Dolphins' Fryar's feelings for Patriots still run very deep


MIAMI -- Ordained Minister Irving Fryar had turned one of the benches in the Miami Dolphins' locker room into a pulpit of sorts Thursday and he was delivering a message of rebirth.

He is a man shadowed by a troubled past and the torrent of bad publicity such a past nourishes. But this is not about that already well-documented history. This is about the present and the future.

On this day, Fryar was speaking of his new life in a new city, playing football for the Dolphins, his new team.

"It's fair to say I'm reborn," Fryar said. "I'm on a different team, one of the best teams in the NFL. If that's not a change, and a change for the better, I don't know what is."

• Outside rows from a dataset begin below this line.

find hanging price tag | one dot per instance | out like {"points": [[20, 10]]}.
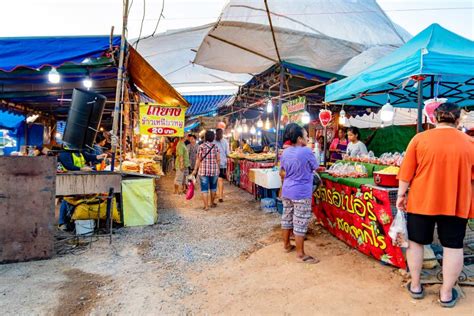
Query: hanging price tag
{"points": [[325, 117]]}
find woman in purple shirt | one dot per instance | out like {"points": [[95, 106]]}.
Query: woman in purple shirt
{"points": [[297, 164]]}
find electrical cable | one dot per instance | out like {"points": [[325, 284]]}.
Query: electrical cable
{"points": [[141, 26], [159, 18]]}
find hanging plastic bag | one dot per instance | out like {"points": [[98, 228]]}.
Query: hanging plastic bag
{"points": [[398, 230], [190, 192]]}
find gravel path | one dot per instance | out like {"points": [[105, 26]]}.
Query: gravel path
{"points": [[146, 270]]}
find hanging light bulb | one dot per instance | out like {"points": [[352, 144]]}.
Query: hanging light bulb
{"points": [[269, 106], [387, 112], [342, 117], [305, 118], [253, 130], [54, 76], [268, 125], [87, 83]]}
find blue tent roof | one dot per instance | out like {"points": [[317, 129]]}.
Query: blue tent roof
{"points": [[201, 104], [37, 52], [445, 58], [9, 120]]}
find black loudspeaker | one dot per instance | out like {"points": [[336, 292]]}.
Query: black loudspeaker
{"points": [[83, 119]]}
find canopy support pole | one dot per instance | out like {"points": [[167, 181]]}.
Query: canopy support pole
{"points": [[419, 121], [282, 81], [273, 32], [118, 91]]}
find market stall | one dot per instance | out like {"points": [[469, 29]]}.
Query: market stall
{"points": [[356, 203], [40, 77], [239, 168], [434, 64]]}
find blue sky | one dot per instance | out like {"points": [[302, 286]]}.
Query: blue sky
{"points": [[81, 17]]}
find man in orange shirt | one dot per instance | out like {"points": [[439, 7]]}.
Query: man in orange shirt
{"points": [[438, 167]]}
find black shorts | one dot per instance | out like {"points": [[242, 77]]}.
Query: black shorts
{"points": [[451, 229], [223, 173]]}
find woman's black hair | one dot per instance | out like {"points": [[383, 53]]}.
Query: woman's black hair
{"points": [[292, 132], [354, 130], [448, 112], [210, 136]]}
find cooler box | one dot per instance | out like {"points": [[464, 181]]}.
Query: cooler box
{"points": [[267, 178]]}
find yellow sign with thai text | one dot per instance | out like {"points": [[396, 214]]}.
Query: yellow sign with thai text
{"points": [[161, 120]]}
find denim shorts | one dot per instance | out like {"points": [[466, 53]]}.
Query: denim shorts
{"points": [[208, 183]]}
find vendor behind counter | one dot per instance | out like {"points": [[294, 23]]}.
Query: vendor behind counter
{"points": [[77, 161]]}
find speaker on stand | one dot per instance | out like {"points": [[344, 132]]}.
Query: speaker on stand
{"points": [[83, 121]]}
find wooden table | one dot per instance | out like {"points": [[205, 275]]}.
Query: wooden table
{"points": [[79, 182]]}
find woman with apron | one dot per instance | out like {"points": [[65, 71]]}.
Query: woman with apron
{"points": [[338, 146]]}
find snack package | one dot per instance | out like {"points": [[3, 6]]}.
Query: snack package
{"points": [[398, 230]]}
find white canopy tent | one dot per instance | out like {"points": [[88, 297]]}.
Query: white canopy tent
{"points": [[319, 34], [171, 53], [401, 117]]}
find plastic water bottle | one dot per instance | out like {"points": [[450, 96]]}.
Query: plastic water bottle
{"points": [[319, 155]]}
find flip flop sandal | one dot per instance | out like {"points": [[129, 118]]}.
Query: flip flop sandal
{"points": [[415, 295], [308, 260], [452, 302]]}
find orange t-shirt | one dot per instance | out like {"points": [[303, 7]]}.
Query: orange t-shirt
{"points": [[439, 165]]}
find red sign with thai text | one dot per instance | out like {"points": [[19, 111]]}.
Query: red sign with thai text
{"points": [[359, 217]]}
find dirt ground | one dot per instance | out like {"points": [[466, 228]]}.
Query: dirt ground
{"points": [[227, 261]]}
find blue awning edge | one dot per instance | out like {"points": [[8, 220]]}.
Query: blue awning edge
{"points": [[203, 104]]}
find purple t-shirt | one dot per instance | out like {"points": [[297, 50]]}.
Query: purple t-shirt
{"points": [[298, 163]]}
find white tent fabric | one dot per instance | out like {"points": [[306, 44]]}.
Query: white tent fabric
{"points": [[401, 117], [171, 54], [320, 34]]}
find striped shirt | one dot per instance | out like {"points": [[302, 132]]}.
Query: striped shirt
{"points": [[208, 165]]}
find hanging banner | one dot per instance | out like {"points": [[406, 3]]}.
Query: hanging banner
{"points": [[359, 217], [161, 120], [291, 111]]}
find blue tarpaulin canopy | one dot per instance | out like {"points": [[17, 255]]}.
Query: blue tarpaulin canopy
{"points": [[9, 120], [38, 52], [205, 104], [441, 61]]}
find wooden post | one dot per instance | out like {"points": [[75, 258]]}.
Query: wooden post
{"points": [[282, 77], [118, 94], [419, 121]]}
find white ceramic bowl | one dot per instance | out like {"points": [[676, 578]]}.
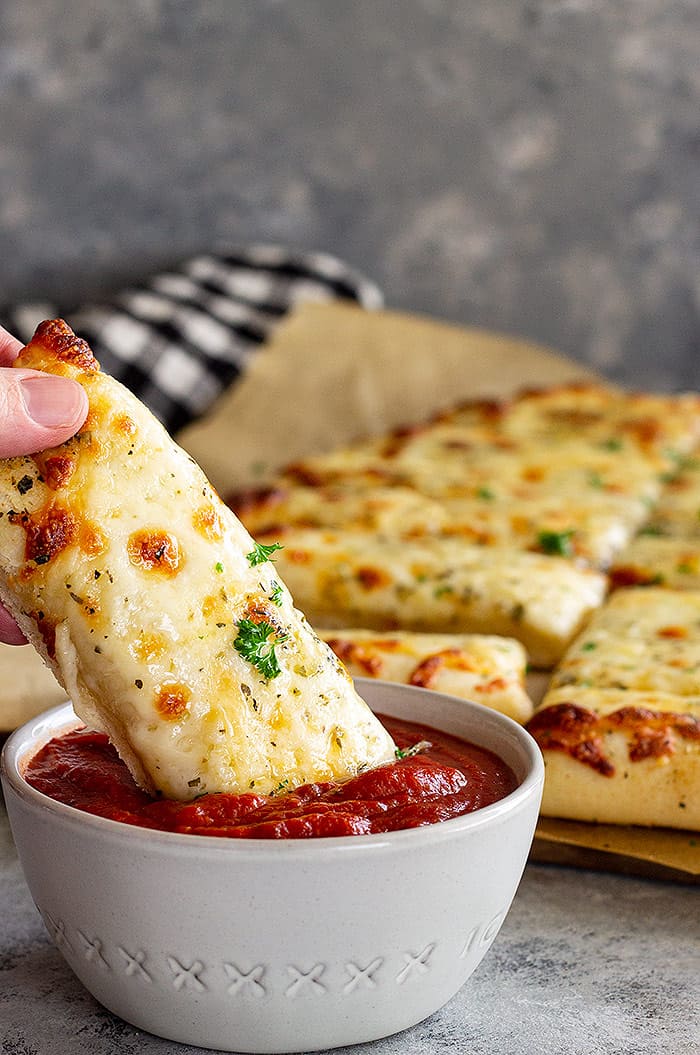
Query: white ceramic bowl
{"points": [[255, 945]]}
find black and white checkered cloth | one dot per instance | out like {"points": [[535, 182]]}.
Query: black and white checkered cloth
{"points": [[185, 336]]}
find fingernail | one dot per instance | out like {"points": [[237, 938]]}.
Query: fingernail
{"points": [[52, 402]]}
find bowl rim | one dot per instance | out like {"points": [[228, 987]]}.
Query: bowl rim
{"points": [[31, 735]]}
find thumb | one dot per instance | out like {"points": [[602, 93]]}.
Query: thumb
{"points": [[37, 410]]}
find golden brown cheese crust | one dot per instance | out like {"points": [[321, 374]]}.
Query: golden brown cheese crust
{"points": [[154, 608], [619, 756], [439, 586], [486, 669]]}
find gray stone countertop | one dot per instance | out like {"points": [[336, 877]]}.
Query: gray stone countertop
{"points": [[585, 963]]}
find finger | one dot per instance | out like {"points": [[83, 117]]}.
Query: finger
{"points": [[10, 347], [10, 632], [38, 410]]}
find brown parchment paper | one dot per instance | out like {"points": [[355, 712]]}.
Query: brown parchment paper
{"points": [[336, 372], [333, 373]]}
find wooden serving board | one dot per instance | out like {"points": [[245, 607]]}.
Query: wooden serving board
{"points": [[333, 373]]}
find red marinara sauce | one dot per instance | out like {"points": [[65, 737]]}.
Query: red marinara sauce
{"points": [[448, 779]]}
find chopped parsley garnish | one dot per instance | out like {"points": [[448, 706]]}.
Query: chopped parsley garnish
{"points": [[256, 643], [556, 543], [613, 444], [260, 553], [408, 752]]}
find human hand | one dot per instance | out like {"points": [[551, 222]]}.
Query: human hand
{"points": [[37, 410]]}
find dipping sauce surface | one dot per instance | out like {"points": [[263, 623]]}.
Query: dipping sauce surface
{"points": [[446, 780]]}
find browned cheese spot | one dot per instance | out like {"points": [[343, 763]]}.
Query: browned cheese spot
{"points": [[56, 470], [427, 670], [208, 522], [49, 531], [155, 551], [653, 734], [56, 338], [674, 632], [124, 424], [352, 652], [171, 702]]}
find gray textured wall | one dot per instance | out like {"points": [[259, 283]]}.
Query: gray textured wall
{"points": [[531, 167]]}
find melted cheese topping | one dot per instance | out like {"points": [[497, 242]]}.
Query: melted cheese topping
{"points": [[641, 639], [144, 594], [486, 669], [441, 586], [620, 756], [673, 561]]}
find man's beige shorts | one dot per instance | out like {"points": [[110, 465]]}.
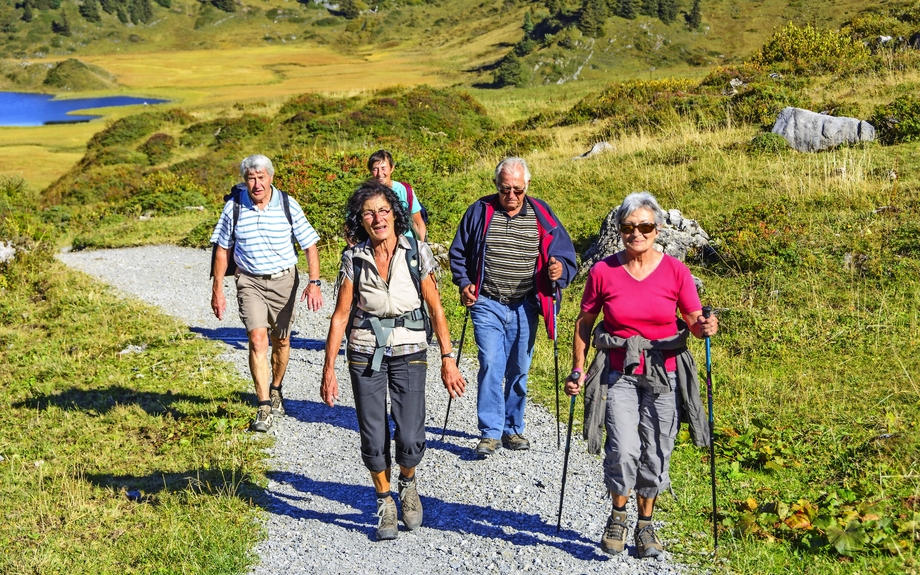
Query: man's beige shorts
{"points": [[268, 303]]}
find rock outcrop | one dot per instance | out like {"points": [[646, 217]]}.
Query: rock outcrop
{"points": [[808, 131]]}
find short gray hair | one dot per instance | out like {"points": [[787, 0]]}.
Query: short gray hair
{"points": [[635, 201], [508, 163], [256, 163]]}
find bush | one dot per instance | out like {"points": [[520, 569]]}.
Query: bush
{"points": [[898, 121], [166, 193], [811, 50], [158, 148]]}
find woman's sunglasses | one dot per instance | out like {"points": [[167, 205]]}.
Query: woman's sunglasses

Today, the Dolphins will play the New England Patriots -- the team Fryar left in April -- and the occasion has brought on a rush of nostalgia for the wide receiver.

"It's a different type of feeling," he said. "I've had to sit down and take deep breaths this week to slow my heart down when I've been sitting in the meetings watching tapes of them play."

Fryar met his wife, Jacqueline, through a friend who worked for the Patriots. He established himself as one of the most lethal deep threats in the NFL by catching 363 passes for 5,726 yards in nine years with the Patriots. He has brought those pleasant memories with him.

But he has left the pain behind.

"I'm still bound to the New England Patriots," he says proudly. "It'll be that way until the last guy I know there leaves. Michael Timpson, my best friend in the league, is on that team. Andre Tippett and I shared a lot of things on and off the field there. Those are impossible ties to break.

"But I'm not bound to the bad things that happened there. I left those behind."

When Fryar came to the Dolphins in April, he spoke of his childhood when he dreamed of being a Navy pilot. But those dreams of soaring in the heavens have been replaced by the reality of living his life planted firmly on solid ground.

"I'm a professional football player but at one point when I was in New England I used to wish I wasn't," Fryar said. "God has turned my life around. From the team that I play with, to the people I'm around, to my home. Everything is on the right track now and I have no complaints."

There can be little to complain about when at the ripe football age of 31, Fryar is still considered in his prime. He leads the team in receptions (38), yards (566), and is tied with Keith Jackson and Terry Kirby with four touchdowns.

"He's brought everything we hoped he'd bring when we made the trade," Dolphins Coach Don Shula said. "He can run and get deep, he has great work habits that have influenced a lot of other people, and he's very physical."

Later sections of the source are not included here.